Ao fim de sua obra o filósofo
desfila (em anexo) 33 proposições em que tenta indicar o caminho a seguir para
promover o novo indivíduo, libertado sobretudo do império daquilo que ele
denomina o "Divino mercado", o desprezo da liberdade individual
pressionada pela paixão do consumo em prejuízo do "Logus".
Na sua reflexão número
23 do anexo, o grande pensador francês aborda aquilo que se tornou também uma
marca do neoliberalismo, ou seja, a invasão de um sentido (pulsão) de
valorização mercadológica dos produtos culturais incluindo a Justiça que se tornou espetáculo,
divorciando-se de seu princípio republicano.
Prega o filósofo:
(que é necessário):
"Reconsiderar a
tendência atual das democracias de passar de uma Justiça voltada "ao nome
do povo" a uma Justiça dita "reparadora" ou
"restauradora", visando primacialmente satisfazer o acusador ou a
vítima. Impõe-se voltar a uma noção de
Justiça, rejeitando-se toda a idea de vingança passional privada (particular),
abrindo o caminho a diferentes formas de reabilitação da condição de vítima e
ainda em verdade fundar sob o regulamento dos litígios por um terço (tiers)
imparcial representado pela instituição judiciária, somente investida do direito
de punir em nome do povo. Mas, para lutar contra a Justiça Espetáculo que se
faz atualmente; também se torna necessário retornar a uma verdadeira Justiça
Republicana, por meios que nos faltam culturamente nos dias de hoje". (Obra
citada, pg.369).
Em que pese a um tom
meio descrente da proposição, impõe observar que o escritor vai ao âmago da questão, qual seja,
a contaminação dos julgamentos judiciais
pelo imperativo da informação e a sua sujeição à pressão midiática, ao sabor de
tendências econômicas e políticas.
Em
resumo: prega o retorno à uma Justiça Republicana, com a venda a cingir os olhos da deusa, simbolismo
tantas vezes esquecido em nossos tribunais.
A espetacularização do
julgamento da Ação Penal 470 no nosso contaminado Supremo Tribunal Federal levou-o a ser alvo de contundentes críticas de
todos setores dos operadores do Direito aqui e no exterior e mesmo daqueles que
de modo isento tomaram conhecimento das irregularidades - para não dizer
ilegalidades - ocorridas. Não à toa esse julgamento passou a ser caracterizado como de
"exceção" e "político".
Recorre-se, afinal, ao
cronista sabidamente independente, Vladimir
Safatle, em sua crônica "Rumos Tortos" na Folha de São Paulo para
ressaltar o "republicanismo" a moda STF brasileiro, em que se
prioriza o Partido dos Trabalhadores para colocá-lo no pelourinho preferencial,
importando pouco se culpado ou não.
Todos os processos
envolvendo poderosos e partidos da oposição repousam no colo dos Ministros
a espera da confortável cama da prescrição da punibilidade.
Referindo-se aos
malfeitos do PSDB: olhem só:
Tomado
por certa paralisia e horror, é como se nosso presidente do Supremo não pudesse
tocar no processo, deixando-o adormecer durante meses, anos, até que os porões
do Palácio da Justiça lacrem tudo com o devido silêncio do esquecimento
redentor (a prescrição).
(Nota: J. Barbosa era o relator, ora
substituído e não há data para julgá-lo).

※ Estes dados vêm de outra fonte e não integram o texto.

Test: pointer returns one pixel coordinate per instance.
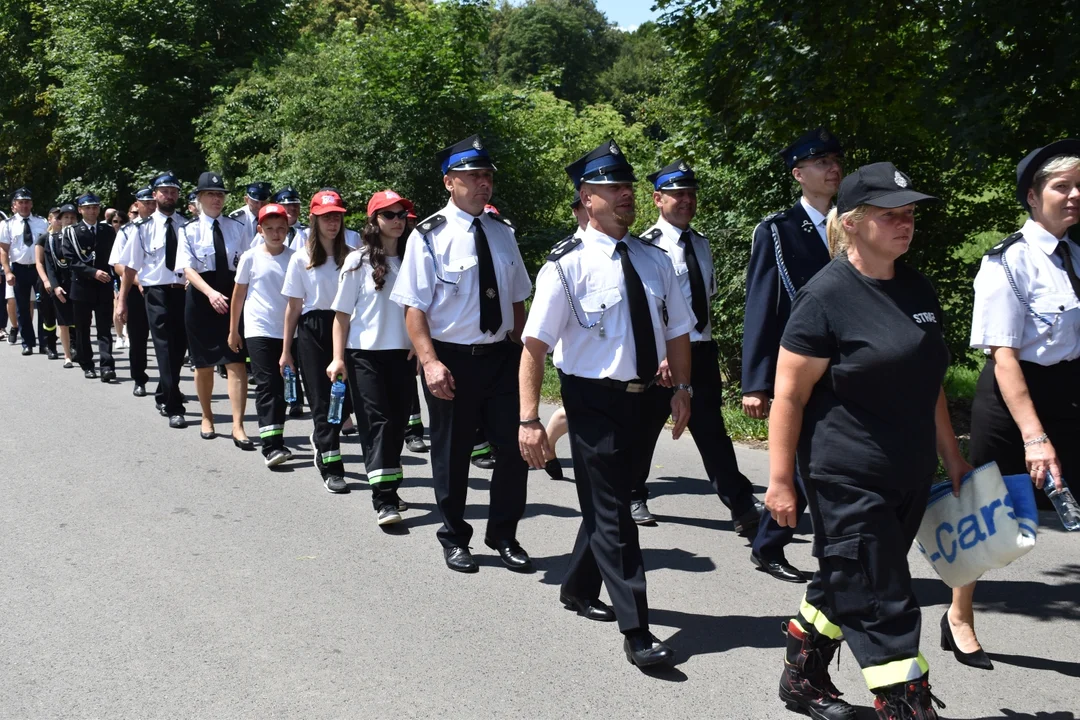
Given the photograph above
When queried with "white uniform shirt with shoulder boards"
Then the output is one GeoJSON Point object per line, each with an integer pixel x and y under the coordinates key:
{"type": "Point", "coordinates": [11, 234]}
{"type": "Point", "coordinates": [1000, 320]}
{"type": "Point", "coordinates": [669, 241]}
{"type": "Point", "coordinates": [441, 276]}
{"type": "Point", "coordinates": [593, 272]}
{"type": "Point", "coordinates": [315, 286]}
{"type": "Point", "coordinates": [265, 307]}
{"type": "Point", "coordinates": [145, 253]}
{"type": "Point", "coordinates": [376, 322]}
{"type": "Point", "coordinates": [197, 244]}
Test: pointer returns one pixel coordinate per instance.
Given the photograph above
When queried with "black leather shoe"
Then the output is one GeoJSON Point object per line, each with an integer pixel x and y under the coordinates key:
{"type": "Point", "coordinates": [460, 559]}
{"type": "Point", "coordinates": [639, 512]}
{"type": "Point", "coordinates": [512, 554]}
{"type": "Point", "coordinates": [643, 649]}
{"type": "Point", "coordinates": [588, 609]}
{"type": "Point", "coordinates": [780, 569]}
{"type": "Point", "coordinates": [243, 445]}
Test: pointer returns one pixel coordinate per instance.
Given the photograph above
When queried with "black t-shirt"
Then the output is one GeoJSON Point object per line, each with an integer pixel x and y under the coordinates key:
{"type": "Point", "coordinates": [871, 418]}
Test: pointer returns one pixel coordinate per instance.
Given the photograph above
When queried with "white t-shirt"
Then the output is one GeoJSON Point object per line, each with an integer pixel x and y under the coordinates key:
{"type": "Point", "coordinates": [316, 286]}
{"type": "Point", "coordinates": [265, 308]}
{"type": "Point", "coordinates": [376, 322]}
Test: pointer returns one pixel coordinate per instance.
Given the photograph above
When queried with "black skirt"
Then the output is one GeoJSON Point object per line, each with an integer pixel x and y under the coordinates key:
{"type": "Point", "coordinates": [208, 329]}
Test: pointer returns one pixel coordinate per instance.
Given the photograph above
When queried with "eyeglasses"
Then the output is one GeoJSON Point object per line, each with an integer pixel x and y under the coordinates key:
{"type": "Point", "coordinates": [388, 215]}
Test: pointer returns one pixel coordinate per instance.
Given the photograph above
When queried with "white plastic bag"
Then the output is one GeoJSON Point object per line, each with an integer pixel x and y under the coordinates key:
{"type": "Point", "coordinates": [993, 522]}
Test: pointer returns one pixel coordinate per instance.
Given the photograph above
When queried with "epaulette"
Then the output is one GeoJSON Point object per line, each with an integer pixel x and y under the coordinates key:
{"type": "Point", "coordinates": [501, 219]}
{"type": "Point", "coordinates": [652, 235]}
{"type": "Point", "coordinates": [430, 223]}
{"type": "Point", "coordinates": [563, 246]}
{"type": "Point", "coordinates": [1003, 245]}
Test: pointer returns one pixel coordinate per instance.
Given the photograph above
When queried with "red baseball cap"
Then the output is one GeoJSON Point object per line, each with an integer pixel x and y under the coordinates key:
{"type": "Point", "coordinates": [272, 208]}
{"type": "Point", "coordinates": [326, 202]}
{"type": "Point", "coordinates": [386, 199]}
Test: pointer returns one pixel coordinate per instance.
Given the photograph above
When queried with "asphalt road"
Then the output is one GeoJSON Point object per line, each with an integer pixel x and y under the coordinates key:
{"type": "Point", "coordinates": [147, 573]}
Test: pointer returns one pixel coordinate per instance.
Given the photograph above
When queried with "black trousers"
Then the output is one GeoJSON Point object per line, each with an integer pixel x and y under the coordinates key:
{"type": "Point", "coordinates": [706, 428]}
{"type": "Point", "coordinates": [46, 318]}
{"type": "Point", "coordinates": [138, 333]}
{"type": "Point", "coordinates": [164, 313]}
{"type": "Point", "coordinates": [97, 309]}
{"type": "Point", "coordinates": [862, 589]}
{"type": "Point", "coordinates": [415, 425]}
{"type": "Point", "coordinates": [26, 277]}
{"type": "Point", "coordinates": [269, 391]}
{"type": "Point", "coordinates": [313, 352]}
{"type": "Point", "coordinates": [379, 381]}
{"type": "Point", "coordinates": [485, 396]}
{"type": "Point", "coordinates": [604, 432]}
{"type": "Point", "coordinates": [1055, 393]}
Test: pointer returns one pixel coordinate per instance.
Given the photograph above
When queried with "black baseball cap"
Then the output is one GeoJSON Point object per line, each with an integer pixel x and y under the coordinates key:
{"type": "Point", "coordinates": [879, 185]}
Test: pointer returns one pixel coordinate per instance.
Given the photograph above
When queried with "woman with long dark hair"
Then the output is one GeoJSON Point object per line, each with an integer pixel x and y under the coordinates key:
{"type": "Point", "coordinates": [372, 348]}
{"type": "Point", "coordinates": [311, 283]}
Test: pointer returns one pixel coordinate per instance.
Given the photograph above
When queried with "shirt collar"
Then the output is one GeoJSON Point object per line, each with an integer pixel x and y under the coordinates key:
{"type": "Point", "coordinates": [815, 217]}
{"type": "Point", "coordinates": [1036, 234]}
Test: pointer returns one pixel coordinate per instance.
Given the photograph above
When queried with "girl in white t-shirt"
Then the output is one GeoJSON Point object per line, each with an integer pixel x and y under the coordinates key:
{"type": "Point", "coordinates": [372, 347]}
{"type": "Point", "coordinates": [257, 295]}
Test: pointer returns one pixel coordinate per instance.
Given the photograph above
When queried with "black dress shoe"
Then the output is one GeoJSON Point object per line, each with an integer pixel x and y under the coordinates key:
{"type": "Point", "coordinates": [460, 559]}
{"type": "Point", "coordinates": [643, 649]}
{"type": "Point", "coordinates": [243, 445]}
{"type": "Point", "coordinates": [512, 554]}
{"type": "Point", "coordinates": [780, 569]}
{"type": "Point", "coordinates": [977, 660]}
{"type": "Point", "coordinates": [588, 609]}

Algo semelhante ocorre com um dos mais impressionantes
escândalos de corrupção do Brasil recente, o que envolve o metrô paulistano. O
mesmo metrô que se expande na velocidade de um carro subindo a rodovia dos
Imigrantes em dia de volta de feriado com chuva.
Empresas
multinacionais julgadas em tribunais suíços e franceses, pedidos de informação
vindos da Justiça suíça e inacreditavelmente "esquecidos" por
procuradores brasileiros, denúncias feitas por funcionários das empresas
envolvidas citando nominalmente toda a cúpula dos tucanos bandeirantes que vão
à imprensa apenas para encenar sua indignação por seus anos de dedicação
franciscana à política serem jogados no lixo: nada, mas absolutamente nada
disso foi capaz de abrir uma reles CPI.
Para encerrar, volta-se
ao sonho do filósofo Dufour:
"...faut-til
redonner à une veritable justice republicaine..."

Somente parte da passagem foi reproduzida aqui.